European citizens are still far too cautious about going to settle and work in another Member State, according to the Eurobarometer survey of September 2005, quoting a very small percentage of just 1.5% of the citizens, which is almost unchanged from figures of 30 years ago.
This despite the fact that the European Commission is stepping up its efforts to ensure that citizens established abroad have the same rights as they do in their country of origin (particularly in terms of pension mobility), stressing the importance for workers of acquiring some professional experience abroad, as part of the Lisbon objectives.
The difference of mindset from one Member State to the next is considerable: in this way, many Swedes (79%) and Danes (72%) believe that professional mobility is a positive thing, compared to percentages below 33% in Belgium, Germany, Estonia and Greece. On average, 66% of active Europeans said that they would leave their region in order to find work, a percentage which varies between 25% (Austria, Hungary and Ireland) and 50% (Luxembourg and Poland) if it is a question of actually changing countries.

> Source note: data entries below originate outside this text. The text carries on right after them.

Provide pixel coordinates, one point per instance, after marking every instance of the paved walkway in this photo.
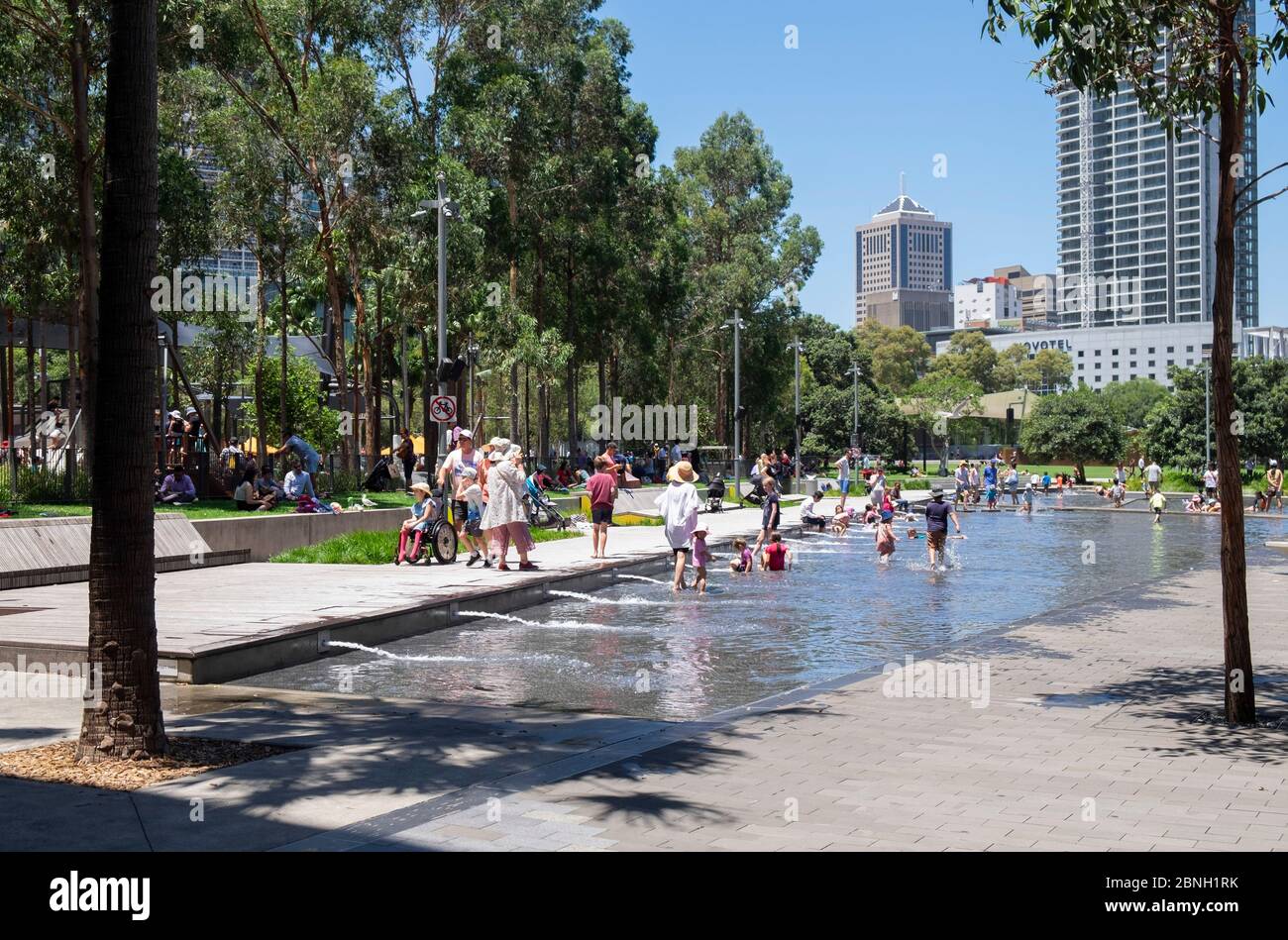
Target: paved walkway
(207, 610)
(1099, 734)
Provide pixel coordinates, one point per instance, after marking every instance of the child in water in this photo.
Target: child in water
(1158, 502)
(885, 539)
(741, 563)
(700, 558)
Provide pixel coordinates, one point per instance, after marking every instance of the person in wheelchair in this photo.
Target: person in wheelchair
(715, 494)
(413, 529)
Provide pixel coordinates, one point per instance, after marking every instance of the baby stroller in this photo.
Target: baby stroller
(441, 537)
(541, 509)
(715, 494)
(377, 480)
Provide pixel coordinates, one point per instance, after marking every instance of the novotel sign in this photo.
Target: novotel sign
(1034, 346)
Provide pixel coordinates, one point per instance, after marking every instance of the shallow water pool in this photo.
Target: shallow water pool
(635, 649)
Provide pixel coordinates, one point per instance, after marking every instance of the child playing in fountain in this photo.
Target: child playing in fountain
(776, 557)
(840, 522)
(885, 539)
(811, 514)
(472, 533)
(1158, 502)
(416, 527)
(741, 563)
(700, 559)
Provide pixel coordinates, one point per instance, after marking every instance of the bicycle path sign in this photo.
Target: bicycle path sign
(443, 408)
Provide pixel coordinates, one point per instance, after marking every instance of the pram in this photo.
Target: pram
(715, 494)
(541, 510)
(442, 541)
(377, 480)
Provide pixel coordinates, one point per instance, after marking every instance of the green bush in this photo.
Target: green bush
(376, 548)
(37, 484)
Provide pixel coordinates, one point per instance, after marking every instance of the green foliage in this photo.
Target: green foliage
(309, 417)
(1077, 425)
(376, 548)
(1133, 399)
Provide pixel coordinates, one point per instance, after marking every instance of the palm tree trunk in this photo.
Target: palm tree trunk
(123, 636)
(1239, 695)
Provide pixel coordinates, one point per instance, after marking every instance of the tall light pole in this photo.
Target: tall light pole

The Commission has identified several factors which may prevent citizens from going and working in another Member State:
- lack of awareness of the mobility of social protection rights from one Member State to another;
- problems speaking languages other than their mother tongue;
- problems of finding adequate housing;
- difficulties related to the mobility of the family unit (most especially problems for the partner in finding employment).